The old system still works. A series of educational experiments conducted in major American cities reveals a brilliant record of success for Latin programs, particularly those aimed at the so-called “disadvantaged.” The most interesting results come from a very elementary program conducted by Rudolph Masciantorio in Philadelphia. In 1971 Philadelphia public schools conducted a study in which fifth-graders were given 15 to 20 minutes of Latin a day. The Latin students were matched with a control group selected both for ability and for background. At the end of the school year, the Latin students were one year ahead of the control group on the vocabulary section of the Iowa Test of Basic Skills. Not surprisingly, Latin enrollment in Philadelphia rose between 1967 and 1976, from 490 to 14,000 despite a school board attempt to cut the budget.
Equally impressive results have been provided by public schools in Boston, Los Angeles, and Washington, DC, where students designated “unfit to learn foreign languages” (because of prior reading ability) in only one year came “from behind” to achieve above average achievement in vocabulary and total reading.”

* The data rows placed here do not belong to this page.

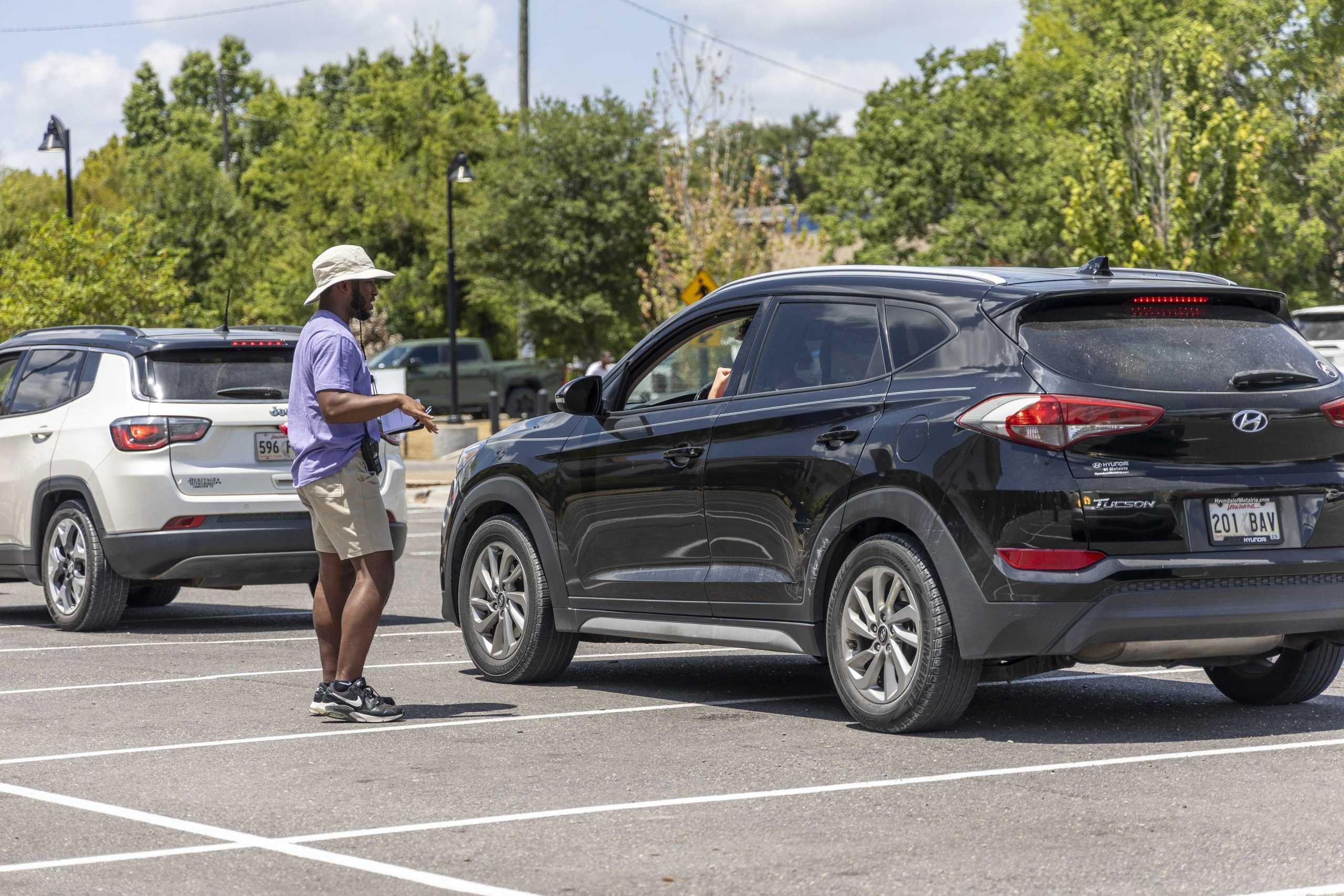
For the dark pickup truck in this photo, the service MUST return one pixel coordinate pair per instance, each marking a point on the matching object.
(429, 376)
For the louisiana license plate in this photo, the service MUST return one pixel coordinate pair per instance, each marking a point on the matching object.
(1244, 522)
(273, 446)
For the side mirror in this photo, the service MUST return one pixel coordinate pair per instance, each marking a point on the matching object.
(581, 397)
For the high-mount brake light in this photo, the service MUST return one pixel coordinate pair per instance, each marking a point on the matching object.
(1057, 421)
(1334, 412)
(152, 433)
(1050, 559)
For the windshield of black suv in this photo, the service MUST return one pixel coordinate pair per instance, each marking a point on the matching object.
(219, 374)
(1321, 327)
(1195, 344)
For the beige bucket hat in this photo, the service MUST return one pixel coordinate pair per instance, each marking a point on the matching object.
(343, 262)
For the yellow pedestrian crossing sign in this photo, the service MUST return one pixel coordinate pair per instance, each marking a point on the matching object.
(699, 287)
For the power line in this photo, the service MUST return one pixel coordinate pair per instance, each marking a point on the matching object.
(160, 19)
(743, 50)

Honesty compels me to admit that classical training does a great deal to improve even unpromising material. As a group, classicists are often dull, but they are not as hopelessly anti-intellectual as the general run of “humanists” in other departments.
These inner-city miracles, let me point out, were achieved with a system of instruction so low-key that the students would never begin to approach proficiency in Latin, no matter how many years they studied. Imagine what could be done with suburban children using the Cambridge Latin Series.
Why Latin has to be reintroduced is, of course, a boring story—a significant part of the long list of misdeeds committed by American educators against American families. To revert to the question I began with—where modernism went wrong—I shall only note that the decline in American culture from the age of Irving Babbitt, T.S. Eliot, and Albert Jay Nock to the age of Norman Mailer, John Ashbery, and Martin Peretz coincides exactly with the decline of the classical curriculum. An educated public would simply not put up with Ancient Evenings or the New Republic in its present form. If you really want to reform the world, don’t give money to PAC’s or run guns to Nicaragua. Teach yourself and your children Latin, or, at least, read Vergil and the Emperor Marcus in translation. You may not change the world, but you will change your life.